Novos cordéis de Moisés Monteiro de Melo Neto

 


Mychel Arthur Martins França

 (Universidade Estadual de Alagoas)

 

 

 No CORDEL DA COMPADECIDA 2, Moisés “continua” o enredo da peça de Ariano Suassuna, que já tomara emprestado o(s) “mote” (s) a 3 cordéis nordestinos. Desta vez João Grilo quer ajudar o amigo chico a se casar, mas o Diabo anda de olho neles e vai colocar os dois em encrenca.





1 Agora vou lhe contar

Você já ouviu uma vez

Coisas da Compadecida

Mãe nossa, todos vocês

São coisas de chorar muito

De sorrir, também. Não crês?

 

2 Nós aqui temos certeza

De cordel, ouviu falar?

Livro bom, de toda gente

Dele não vou me afastar

Pois me deram a missão

Do livreto propagar

 

3 Inspiração é uma coisa

Que está em todo lugar

Difícil é corrigir

Tanto foieto apurar

Esse me veio de açoite

Num dia de festejar

 

4 Coisas da Compadecida

Disso eu vou escrever

Sobre um tal de Malasartes

Nordeste de num se crer

Começo logo dizendo

Um João Grilo pode ser

 

5 Mas né não assombração

O homi tornou a viver

Está aqui o número dois

Dessa história para ler

Depois que a Compadecida

Que a TV fez reviver

 

6 Eram três cordéis, então

Ariano assim juntou

Num tecido fabuloso

Que o paraibano criou

Vem aí uma homenagem

Três, primeiro, e o que findou

 

7 Digo logo, minha gente

Leia o que vem depois

É a tal Compadecida

Agora volume dois

Pensou que tinha acabado?

Se enganou, e apois?

 

8 Viche, vote, arrebite

Vou contar, o que veio após

De Malasarte à vida voltar

Grilo cê conhece, sem nós

O bicho mentia tanto

Era mais duro que nós

 

Moisés imaginou esse cordel, segundo nos declarou, ao fazer compras no mercado.
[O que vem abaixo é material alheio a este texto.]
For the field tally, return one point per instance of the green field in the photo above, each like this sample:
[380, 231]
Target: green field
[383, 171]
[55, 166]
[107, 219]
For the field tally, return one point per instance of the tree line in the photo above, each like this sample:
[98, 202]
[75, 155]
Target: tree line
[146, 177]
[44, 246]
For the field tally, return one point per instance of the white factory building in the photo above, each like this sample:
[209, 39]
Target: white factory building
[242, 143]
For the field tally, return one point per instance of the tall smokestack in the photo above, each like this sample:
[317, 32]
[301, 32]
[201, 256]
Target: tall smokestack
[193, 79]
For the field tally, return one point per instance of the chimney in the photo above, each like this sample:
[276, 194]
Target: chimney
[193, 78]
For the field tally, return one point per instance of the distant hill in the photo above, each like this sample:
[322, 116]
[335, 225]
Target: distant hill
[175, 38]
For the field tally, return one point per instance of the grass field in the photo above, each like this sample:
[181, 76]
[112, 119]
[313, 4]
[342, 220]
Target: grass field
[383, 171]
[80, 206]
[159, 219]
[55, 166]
Chegando em casa gravou tudo em áudio e no dia seguinte transcreveu e formatou o cordel. Levou a 2 repentistas que o escutaram com atenção e musicaram parte dele; tal encontro se deu na Praça do Marco Zero do Recife.



  No cordel SHERLOCK E O CÃO DOS BASKERVILLES, o nosso cordelista enfatiza, mais uma vez o principal viés da sua vasta obra cordelística: temas um tanto quanto inusitados na área. Desta vez a literatura de língua inglesa, como fez com O Gato Preto, de Edgar Allan Poe. Neste caso faz tributo a Doyle, analisando em cordel o romance mais famoso do cultuado autor. Como sempre Moisés trabalha com sextilhas em redondilha maior e rima nos versos pares. Notem como nas estrofes finais o olhar do autor se acentua:

 

21 O detetive se escondeu

No pântano, que rebuliço

Era astúcia do biólogo

Ou mesmo um tal feitiço?

Proteger Henry do pior

Era esse o compromisso

 

22 Numa noite de lua e neblina

Tudo então se esclareceu

Biólogo mata homem errado

Aí se comprometeu

Amarrou sua mulher

E nela muito bateu

 

23 Atraiu Henry, pra matá-lo

O truque com o cão era tal

Pintou o bicho em fosforescente

Para aspecto fatal

assim tinha matado o tio

com o sobrinho seria igual

 

24 Sherlock frustrou-lhe os planos

Matando o cão danado

E o biólogo maluco

Ao fugir morre afogado

Mais um caso resolvido

e documento arquivado.

 

CORDEL DAS FAMÍLIAS BELLI E MONTEIRO DE MELO, aqui o Prof. Dr. Moisés faz a biografia, retrata parte da sua árvore genealógica, a raiz ítalo-indígena. Seu bisavô materno veio de Nápoles, mascateou na Paraíba e enriqueceu a ponto de comprar uma ilha fluvial em Cabedelo, tornar-se vice-cônsul, são histórias surpreendentes como a da tia Carmela, que recebia espíritos, tocava piano na tal ilha, e também a do tio-avô Osíris de Belli. Já o seu avô paterno, barbeiro, poeta e músico, era indígena; iniciou Moisés na arte dos versos.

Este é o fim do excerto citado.